A year after the ACT Government withdrew charity bins from public places, Canberrans will soon be able to drop off clothing and textiles at Mugga Lane and Mitchell Resource Management Centres. A six-month trial of collection points will begin in May.
“Canberrans love recycling, and we want to provide opportunities for people to reuse and recycle textile items like clothing and shoes,” Chris Steel, Minister for Transport and City Services, said.
Illegal dumping significantly increased in the height of the pandemic; in response, the government removed charity bins from shopping centres and car parks last April. Irresponsible people were leaving furniture and white goods at charity bins, contaminating much-needed clothing and textile donations. Mr Steel said this placed an unfair burden on charities.
The two new locations will deter dumping – but not deter Canberrans who wants to do the right thing, Mr Steel hopes.

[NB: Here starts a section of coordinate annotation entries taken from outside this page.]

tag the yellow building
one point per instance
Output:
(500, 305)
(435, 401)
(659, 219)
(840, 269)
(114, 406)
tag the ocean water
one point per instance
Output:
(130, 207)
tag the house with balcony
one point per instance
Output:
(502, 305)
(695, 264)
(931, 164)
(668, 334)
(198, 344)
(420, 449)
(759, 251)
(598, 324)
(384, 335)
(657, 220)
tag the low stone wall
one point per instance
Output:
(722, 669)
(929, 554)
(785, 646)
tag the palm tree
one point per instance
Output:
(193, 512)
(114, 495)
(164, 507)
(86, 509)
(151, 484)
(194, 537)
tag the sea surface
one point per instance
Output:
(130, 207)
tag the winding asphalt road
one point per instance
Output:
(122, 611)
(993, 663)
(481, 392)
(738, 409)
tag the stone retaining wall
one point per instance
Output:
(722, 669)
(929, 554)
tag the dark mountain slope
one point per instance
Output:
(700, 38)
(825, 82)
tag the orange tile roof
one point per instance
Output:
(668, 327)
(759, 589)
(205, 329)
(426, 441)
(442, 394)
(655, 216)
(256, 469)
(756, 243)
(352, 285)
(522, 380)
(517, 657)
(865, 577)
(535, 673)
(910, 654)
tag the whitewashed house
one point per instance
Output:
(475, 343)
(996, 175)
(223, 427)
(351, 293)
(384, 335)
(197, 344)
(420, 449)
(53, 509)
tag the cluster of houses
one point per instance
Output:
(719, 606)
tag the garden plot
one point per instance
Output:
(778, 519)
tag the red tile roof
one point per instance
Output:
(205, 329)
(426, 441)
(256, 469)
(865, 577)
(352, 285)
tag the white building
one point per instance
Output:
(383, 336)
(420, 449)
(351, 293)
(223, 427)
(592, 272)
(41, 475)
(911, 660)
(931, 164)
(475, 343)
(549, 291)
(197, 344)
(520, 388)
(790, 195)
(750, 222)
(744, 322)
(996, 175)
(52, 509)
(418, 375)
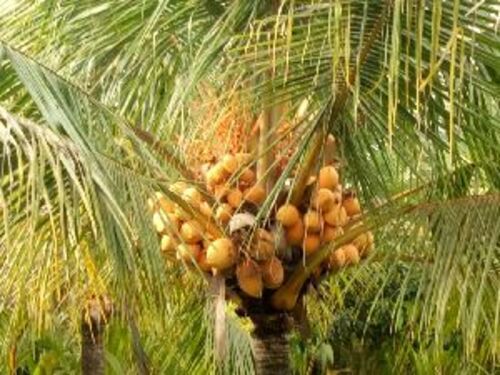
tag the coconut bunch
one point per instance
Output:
(322, 218)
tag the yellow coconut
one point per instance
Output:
(295, 234)
(351, 254)
(249, 278)
(220, 191)
(203, 262)
(191, 232)
(330, 233)
(273, 273)
(221, 254)
(206, 209)
(167, 244)
(324, 200)
(255, 194)
(311, 243)
(328, 177)
(351, 206)
(288, 215)
(229, 163)
(188, 252)
(337, 259)
(223, 213)
(216, 175)
(192, 196)
(312, 221)
(234, 198)
(336, 217)
(247, 177)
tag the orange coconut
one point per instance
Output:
(288, 215)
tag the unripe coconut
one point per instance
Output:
(220, 191)
(330, 233)
(324, 200)
(351, 206)
(229, 163)
(192, 196)
(337, 259)
(311, 243)
(247, 177)
(255, 194)
(167, 244)
(188, 252)
(216, 175)
(234, 198)
(351, 254)
(295, 234)
(312, 221)
(223, 213)
(206, 209)
(221, 254)
(328, 177)
(336, 217)
(249, 278)
(288, 215)
(159, 222)
(191, 232)
(273, 273)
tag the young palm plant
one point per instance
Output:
(105, 105)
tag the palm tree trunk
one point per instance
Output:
(270, 344)
(92, 347)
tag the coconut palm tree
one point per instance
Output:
(104, 103)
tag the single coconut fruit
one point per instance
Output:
(328, 177)
(216, 175)
(229, 163)
(188, 252)
(295, 234)
(255, 194)
(351, 205)
(324, 200)
(330, 233)
(220, 191)
(311, 243)
(178, 187)
(234, 198)
(167, 244)
(273, 273)
(336, 217)
(221, 254)
(191, 232)
(312, 221)
(249, 278)
(192, 196)
(288, 215)
(206, 209)
(351, 254)
(159, 222)
(247, 177)
(223, 213)
(337, 259)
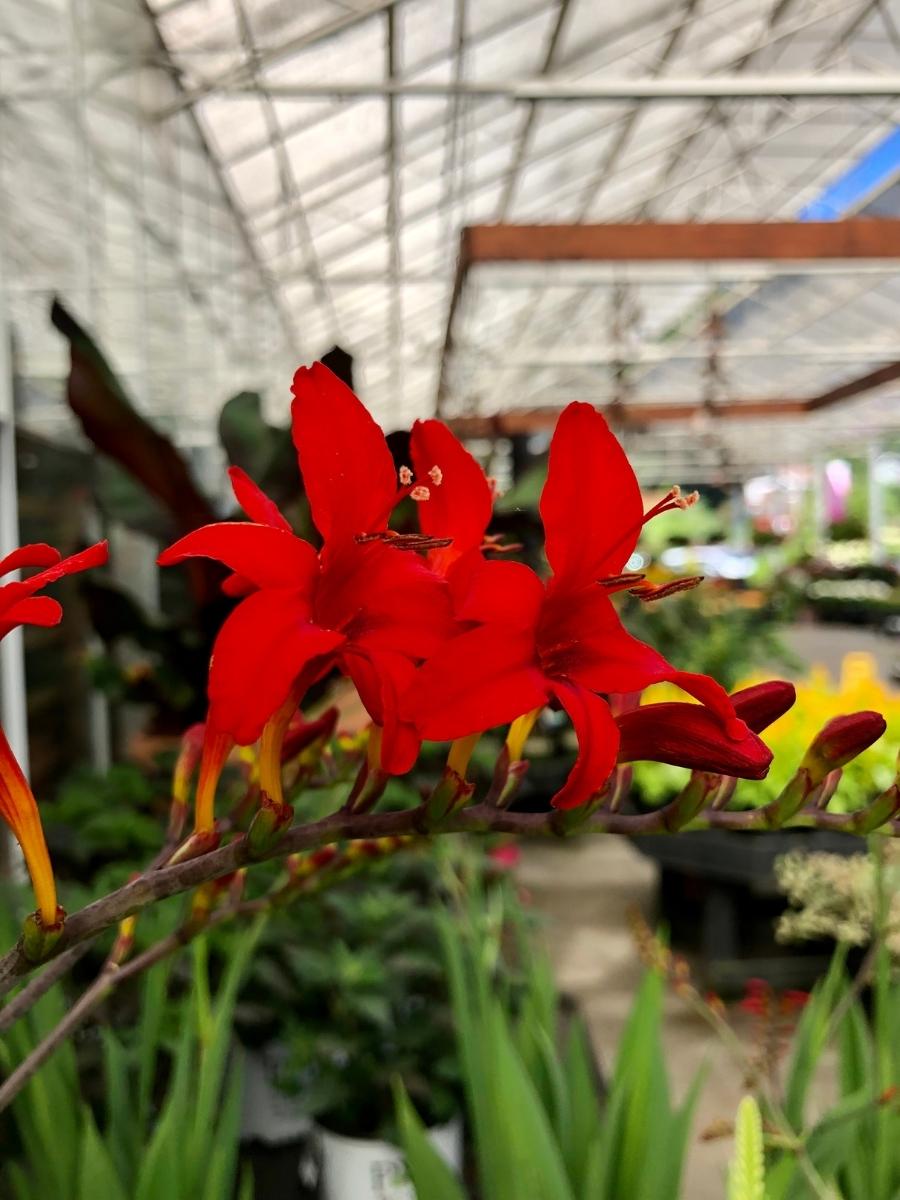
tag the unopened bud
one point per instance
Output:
(303, 735)
(451, 792)
(694, 797)
(763, 703)
(268, 827)
(124, 941)
(840, 741)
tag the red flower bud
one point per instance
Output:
(840, 741)
(690, 736)
(763, 703)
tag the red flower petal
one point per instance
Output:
(94, 556)
(502, 592)
(348, 471)
(460, 505)
(269, 558)
(598, 744)
(582, 639)
(238, 586)
(763, 702)
(35, 555)
(255, 502)
(382, 679)
(258, 654)
(31, 611)
(690, 736)
(591, 505)
(479, 679)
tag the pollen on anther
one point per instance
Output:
(687, 502)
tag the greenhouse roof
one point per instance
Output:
(301, 173)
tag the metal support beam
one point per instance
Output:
(279, 53)
(862, 238)
(642, 413)
(601, 90)
(690, 241)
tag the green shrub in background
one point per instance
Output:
(538, 1123)
(852, 1151)
(142, 1140)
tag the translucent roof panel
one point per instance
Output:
(227, 187)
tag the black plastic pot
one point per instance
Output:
(719, 899)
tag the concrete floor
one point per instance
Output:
(586, 889)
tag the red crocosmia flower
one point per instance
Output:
(19, 605)
(456, 499)
(369, 609)
(561, 640)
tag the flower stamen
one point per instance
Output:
(647, 591)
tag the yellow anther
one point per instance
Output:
(519, 733)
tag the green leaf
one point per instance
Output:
(117, 429)
(810, 1038)
(97, 1175)
(429, 1174)
(747, 1175)
(123, 1134)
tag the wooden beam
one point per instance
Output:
(869, 238)
(534, 420)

The public will be able to drop off clothing, textiles and shoes for free. These can be given to people in need, or sold through charity shopfronts. Unusable items can be turned into rags for hospitality and cleaning businesses.
The sites will be locked at night and monitored by CCTV cameras. Under stronger laws, people caught illegally dumping waste at a recycling drop-off centre can be fined up to $1,500 for individuals, or $7,500 for businesses, Mr Steel said.
“Canberrans need to think about what items they’re dropping off,” he said. “These are not garbage bins; they’re places where you can put good quality items that can be reused by people in need and be recycled.
“If you do the wrong thing and illegally dump … you can be pretty sure you’ll get a fine in the mail.”
Moreover, in July, the government will introduce a bulky waste collection scheme – a free, legal way to dispose of manchester (household linen and cotton goods), furniture and white goods.
“There should be no deterrent for people to come and use these sites appropriately, and there’s no reason for people to illegally dump items around clothing bins,” Mr Steel said.
Reinstating the charity bins will create jobs for intellectually disabled people. Koomarri employs 25 people to sort donated clothes and textiles; cut and bag them; and sell them to local businesses and charities, CEO Nadine Stephen said. Stood down last April, they will now be able to return to their jobs.
At this stage, the ACT Government does not plan to reintroduce charity collection bins. “It simply hasn’t worked, and there’s too much illegal dumping at those sites,” Mr Steel said. But if successful, he said these two sites could be the foundation for a permanent model, with more charities participating across Canberra.